Jane’s make-believe brother bowed and then smiled. Deep dimples in his cheeks came out of nowhere, and if she hadn’t before understood why all the unmarried ladies chased after him, in that moment she did.
“But, my dear Phillip,” he implored, “the lady is far too lovely to draw into what is certain to become a scandal. We must escort her back to the dance floor before such a thing can happen.” The viscount smiled at Jane, as if to apologize, but she knew that scandal seemed drawn to her every appearance in polite society. But the man who seemed intent on engineering her next one now gave a polite bow.
“And one of the many reasons,” he grinned, “why we should hurry the introductions along.”
Jane had become distracted by the way her dashing stranger’s unruly dark curls fell into his eyes every time he bowed, although she did note a certain reticence held the viscount back.
“My good lady,” he finally said, a smile lifting a corner of his mouth, “if you would permit me to introduce my best friend, The Duke of Greystone. And, Phillip, this is the beautiful Lady Jane Blackmore.”
Jane couldn’t help but blink at hearing the stranger’s name, although she tried to remain calm. It had only recently come up in conversation, that afternoon as it happened, whilst enjoying high tea at Lady Harper’s home.
Jane’s gaze wandered back to the man’s scar, her interest piqued as to whether or not the rumour was indeed true. But then here he stood in front of her, his face scarred just as Lily had said it would be.
If Phillip noticed her staring, he didn’t show it but took her hand.
His devilish grin returned. “My friends call me Phillip, and I think by now you should consider us good friends, since we’ve shared such a special moment here behind Lord Braxton’s ferns.”
Jane’s mouth fell open.
He grinned again. “Why is it we’ve never met?”

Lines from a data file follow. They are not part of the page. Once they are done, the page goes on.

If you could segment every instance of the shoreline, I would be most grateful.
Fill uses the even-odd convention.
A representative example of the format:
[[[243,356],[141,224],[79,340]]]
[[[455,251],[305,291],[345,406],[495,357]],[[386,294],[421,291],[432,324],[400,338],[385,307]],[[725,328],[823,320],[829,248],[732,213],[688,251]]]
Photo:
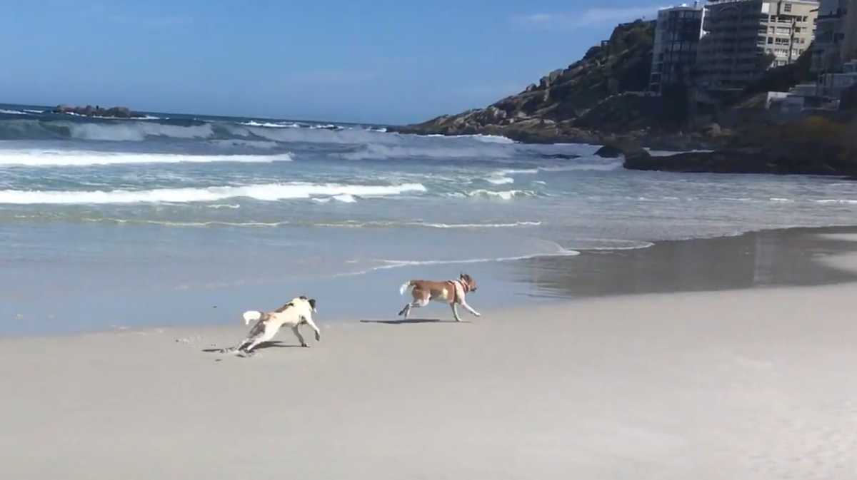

Trying to recover from her shock, Jane curtsied. The Duke of Greystone? Her father was simply going to kill her when he discovered she had made a total fool out of herself in front of a duke.
She hoped by the time she met his eyes again her expression would once more be the fake smile her stepmother had drilled into her since the vile woman had married her father, what now felt far longer than ten years earlier.
Jane glanced at the wet stain running down her yellow ball gown and then back at the duke. “Unfortunately, I seldom make it past the first dance before disaster befalls me and I have to leave.”
The two men looked at her punch-stained dress but Phillip recover his good manners first. He took Jane’s hand and kissed it. “Then the fault lies with me, because I should have been by your side to stop such a cruel disaster from ruining your night. I’ll certainly make a point of doing so in the future.”
It was a kind gesture and it did what it was clearly meant to do—Jane blushed again. “Thank you, but we both know this will be my last time out in public if we don’t soon go our separate ways. Someone is bound to notice us huddled here in this corner. Please excuse me and I’ll go find my father. I may as well accept defeat before he comes looking for me.”
Jane didn’t immediately leave, though, but flipped her fan open and yet again furiously fanned her hot cheeks. There was something rather marvellous about being surrounded by two handsome men. Why not enjoy these last few moments of freedom before being locked away in a convent, where she would no doubt die of either boredom or a rash from her woollen habit?
But then she looked over Phillip’s shoulder and her heart sank, the best night she had ever had about to come crashing down around her ears.
Before either man could notice her distracted look, she pointed her fan over their shoulders and told them: “Gentlemen, you are about to meet my father, His Grace Stratton Blackmore, The Duke of Rutherford.”